IDF failing to inform Foreign Ministry on key issues

Army is concerned that information shared with Foreign Ministry will be leaked, State Comptroller writes in his report.

Gantz with other IDF officers 390 (photo credit: IDF Spokesman)
Gantz with other IDF officers 390
(photo credit: IDF Spokesman)
Key cooperation between the IDF and the Foreign Ministry is being held up because of the army’s concerns of leaks inside the ministry, the state comptroller wrote in a section on the Foreign Ministry dealing with the working of its political planning bureau.
While the bureau was reorganized in 2009 following the Winograd Committee’s report two years earlier, which looked into the shortcomings of the 2006 Second Lebanon War, it has not turned into an effective planning unit – coordinated with the IDF, Defense Ministry and National Security Council – that impacts on national policy.
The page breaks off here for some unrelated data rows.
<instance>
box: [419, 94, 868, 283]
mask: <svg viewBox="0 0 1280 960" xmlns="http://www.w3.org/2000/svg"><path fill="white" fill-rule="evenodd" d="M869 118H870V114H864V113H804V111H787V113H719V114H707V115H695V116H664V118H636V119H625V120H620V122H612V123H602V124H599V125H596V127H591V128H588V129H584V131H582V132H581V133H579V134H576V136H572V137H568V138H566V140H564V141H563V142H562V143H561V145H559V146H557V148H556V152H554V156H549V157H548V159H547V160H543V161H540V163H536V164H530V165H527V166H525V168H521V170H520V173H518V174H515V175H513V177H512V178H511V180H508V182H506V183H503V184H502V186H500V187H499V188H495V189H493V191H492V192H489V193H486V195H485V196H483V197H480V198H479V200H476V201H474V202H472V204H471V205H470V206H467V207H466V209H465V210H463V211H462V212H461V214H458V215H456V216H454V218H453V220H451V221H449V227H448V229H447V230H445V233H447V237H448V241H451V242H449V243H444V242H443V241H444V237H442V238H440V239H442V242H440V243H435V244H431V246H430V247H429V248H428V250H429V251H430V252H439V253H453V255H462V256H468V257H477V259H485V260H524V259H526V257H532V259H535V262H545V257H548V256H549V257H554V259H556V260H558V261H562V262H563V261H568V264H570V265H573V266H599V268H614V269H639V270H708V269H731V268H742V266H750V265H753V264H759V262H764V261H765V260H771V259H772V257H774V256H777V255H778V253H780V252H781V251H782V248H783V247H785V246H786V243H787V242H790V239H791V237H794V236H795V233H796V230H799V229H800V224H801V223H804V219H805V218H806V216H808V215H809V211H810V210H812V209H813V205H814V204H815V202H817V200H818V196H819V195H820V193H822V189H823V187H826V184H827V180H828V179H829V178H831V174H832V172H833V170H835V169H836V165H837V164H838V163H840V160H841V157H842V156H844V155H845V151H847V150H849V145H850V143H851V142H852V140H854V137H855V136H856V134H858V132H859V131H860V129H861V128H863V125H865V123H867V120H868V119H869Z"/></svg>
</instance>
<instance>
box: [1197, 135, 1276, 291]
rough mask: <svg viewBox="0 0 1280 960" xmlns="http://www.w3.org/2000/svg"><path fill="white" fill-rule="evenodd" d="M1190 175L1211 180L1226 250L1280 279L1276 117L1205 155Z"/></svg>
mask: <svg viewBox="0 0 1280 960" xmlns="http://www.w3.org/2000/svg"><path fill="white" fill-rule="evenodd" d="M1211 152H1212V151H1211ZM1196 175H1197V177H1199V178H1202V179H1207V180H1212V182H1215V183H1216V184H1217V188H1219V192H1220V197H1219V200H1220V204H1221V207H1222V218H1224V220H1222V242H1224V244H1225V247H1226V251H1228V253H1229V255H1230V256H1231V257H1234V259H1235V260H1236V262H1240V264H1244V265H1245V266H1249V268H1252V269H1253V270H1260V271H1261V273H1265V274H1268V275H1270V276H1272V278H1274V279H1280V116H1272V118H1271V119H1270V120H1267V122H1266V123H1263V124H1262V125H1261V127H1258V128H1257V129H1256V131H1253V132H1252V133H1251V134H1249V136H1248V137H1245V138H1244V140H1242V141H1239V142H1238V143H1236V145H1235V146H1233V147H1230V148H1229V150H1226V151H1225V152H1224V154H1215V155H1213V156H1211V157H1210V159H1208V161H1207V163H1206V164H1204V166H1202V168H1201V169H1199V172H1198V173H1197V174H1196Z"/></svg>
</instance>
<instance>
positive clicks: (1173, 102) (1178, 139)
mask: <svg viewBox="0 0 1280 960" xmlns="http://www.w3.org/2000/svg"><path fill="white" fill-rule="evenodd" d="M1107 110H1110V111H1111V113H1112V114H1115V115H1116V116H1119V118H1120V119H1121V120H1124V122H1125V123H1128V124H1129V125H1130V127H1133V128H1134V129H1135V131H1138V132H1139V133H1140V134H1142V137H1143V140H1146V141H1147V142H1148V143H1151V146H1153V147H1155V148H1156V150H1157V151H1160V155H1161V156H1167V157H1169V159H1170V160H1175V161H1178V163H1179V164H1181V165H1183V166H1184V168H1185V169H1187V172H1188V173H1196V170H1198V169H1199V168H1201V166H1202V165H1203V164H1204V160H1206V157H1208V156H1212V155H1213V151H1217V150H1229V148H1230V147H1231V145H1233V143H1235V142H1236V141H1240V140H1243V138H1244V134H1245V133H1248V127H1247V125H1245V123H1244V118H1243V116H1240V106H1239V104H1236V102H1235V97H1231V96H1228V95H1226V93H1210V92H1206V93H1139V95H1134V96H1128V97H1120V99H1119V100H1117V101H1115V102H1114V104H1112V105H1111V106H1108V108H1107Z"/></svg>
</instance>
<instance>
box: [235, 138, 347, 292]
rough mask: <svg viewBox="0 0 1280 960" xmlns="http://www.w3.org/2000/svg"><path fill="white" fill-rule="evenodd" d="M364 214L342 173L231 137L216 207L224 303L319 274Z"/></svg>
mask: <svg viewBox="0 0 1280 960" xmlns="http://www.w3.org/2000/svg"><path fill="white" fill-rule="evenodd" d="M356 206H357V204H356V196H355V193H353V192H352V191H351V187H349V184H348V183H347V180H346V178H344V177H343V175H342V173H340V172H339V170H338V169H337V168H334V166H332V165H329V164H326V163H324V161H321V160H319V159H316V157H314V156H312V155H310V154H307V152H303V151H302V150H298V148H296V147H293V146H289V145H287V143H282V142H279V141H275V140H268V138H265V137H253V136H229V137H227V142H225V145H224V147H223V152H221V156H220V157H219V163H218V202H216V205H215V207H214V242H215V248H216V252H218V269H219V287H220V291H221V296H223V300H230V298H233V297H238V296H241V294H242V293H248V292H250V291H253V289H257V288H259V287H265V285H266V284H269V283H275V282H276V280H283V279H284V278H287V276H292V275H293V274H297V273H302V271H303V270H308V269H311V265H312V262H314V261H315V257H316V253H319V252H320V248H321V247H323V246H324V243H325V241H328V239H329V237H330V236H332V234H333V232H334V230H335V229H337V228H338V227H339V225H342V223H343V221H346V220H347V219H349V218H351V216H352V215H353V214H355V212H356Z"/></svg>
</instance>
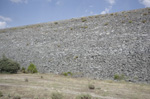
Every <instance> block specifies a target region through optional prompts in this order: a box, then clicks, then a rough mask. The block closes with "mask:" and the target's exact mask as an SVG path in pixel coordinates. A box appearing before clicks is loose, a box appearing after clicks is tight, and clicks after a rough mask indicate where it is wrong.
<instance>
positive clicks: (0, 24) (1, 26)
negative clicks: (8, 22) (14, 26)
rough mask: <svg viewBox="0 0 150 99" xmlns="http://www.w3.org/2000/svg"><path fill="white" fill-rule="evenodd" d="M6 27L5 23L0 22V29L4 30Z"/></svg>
mask: <svg viewBox="0 0 150 99" xmlns="http://www.w3.org/2000/svg"><path fill="white" fill-rule="evenodd" d="M6 27H7V23H6V22H1V21H0V29H3V28H6Z"/></svg>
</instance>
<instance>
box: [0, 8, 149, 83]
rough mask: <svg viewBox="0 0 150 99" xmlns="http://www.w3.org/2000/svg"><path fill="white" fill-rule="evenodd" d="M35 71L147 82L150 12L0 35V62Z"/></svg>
mask: <svg viewBox="0 0 150 99" xmlns="http://www.w3.org/2000/svg"><path fill="white" fill-rule="evenodd" d="M3 54H5V55H6V56H7V57H9V58H11V59H14V60H16V61H17V62H19V63H20V64H21V65H22V66H24V67H26V68H27V66H28V65H29V64H30V62H32V63H34V64H35V65H36V66H37V68H38V70H39V71H40V72H44V73H49V72H50V73H55V74H60V73H62V72H72V73H74V76H84V77H88V78H95V79H113V78H114V75H124V76H125V78H126V80H129V81H141V82H150V8H144V9H138V10H132V11H124V12H118V13H111V14H105V15H96V16H89V17H82V18H77V19H70V20H63V21H58V22H48V23H41V24H36V25H29V26H23V27H15V28H9V29H2V30H0V57H2V55H3Z"/></svg>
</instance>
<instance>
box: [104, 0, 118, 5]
mask: <svg viewBox="0 0 150 99" xmlns="http://www.w3.org/2000/svg"><path fill="white" fill-rule="evenodd" d="M106 1H107V2H108V3H110V4H111V5H113V4H115V2H116V1H115V0H106Z"/></svg>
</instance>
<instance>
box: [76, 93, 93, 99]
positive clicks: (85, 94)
mask: <svg viewBox="0 0 150 99" xmlns="http://www.w3.org/2000/svg"><path fill="white" fill-rule="evenodd" d="M76 99H92V96H91V95H89V94H81V95H78V96H77V97H76Z"/></svg>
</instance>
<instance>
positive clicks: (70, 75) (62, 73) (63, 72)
mask: <svg viewBox="0 0 150 99" xmlns="http://www.w3.org/2000/svg"><path fill="white" fill-rule="evenodd" d="M62 75H64V76H68V75H69V76H72V75H73V74H72V73H71V72H67V73H66V72H63V73H62Z"/></svg>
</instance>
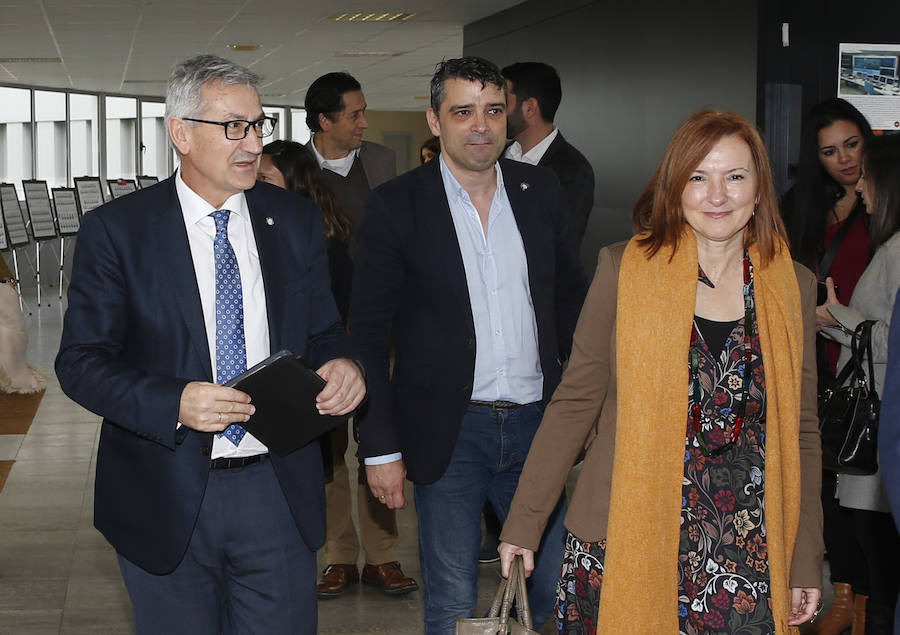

The Winograd report called for strengthening the political planning bureau inside the ministry, and for the need for enhanced coordination between it and the various political planning bodies in the Defense Ministry and the IDF.
According to the report, the comptroller “believes that the key to firmly establishing the Foreign Ministry’s place as an influential actor on national security issues is dependent on its ability to professionally define, put together and present long-term integrated views on the country’s national diplomatic aims, and ways to archive them.”
The report found that the optimal level of cooperation was never reached, and that there was still no good formal mechanism governing cooperation between the Foreign Ministry’s bureau and its sister body inside the IDF, largely because the IDF’s concern that information shared with the ministry would be leaked.
Not only has the bureau’s place in the inter-ministerial constellation not been secured, even within the ministry itself its goals remain undefined, its methodologies not filtering down to other departments, and all of its positions have not been manned, For instance it has four posts that still need to be filled, and has also not named an economic advisor.
Furthermore, one of the bureau’s main purposes is to create monthly and yearly assessments of the country’s strategic situation, with the yearly assessment brought to the National Security Council and the government.
The monthly assessments are not prepared on a regular basis, and the yearly assessment was prepared only once in 2008, and even then not brought to the country’s major decision-makers or the government.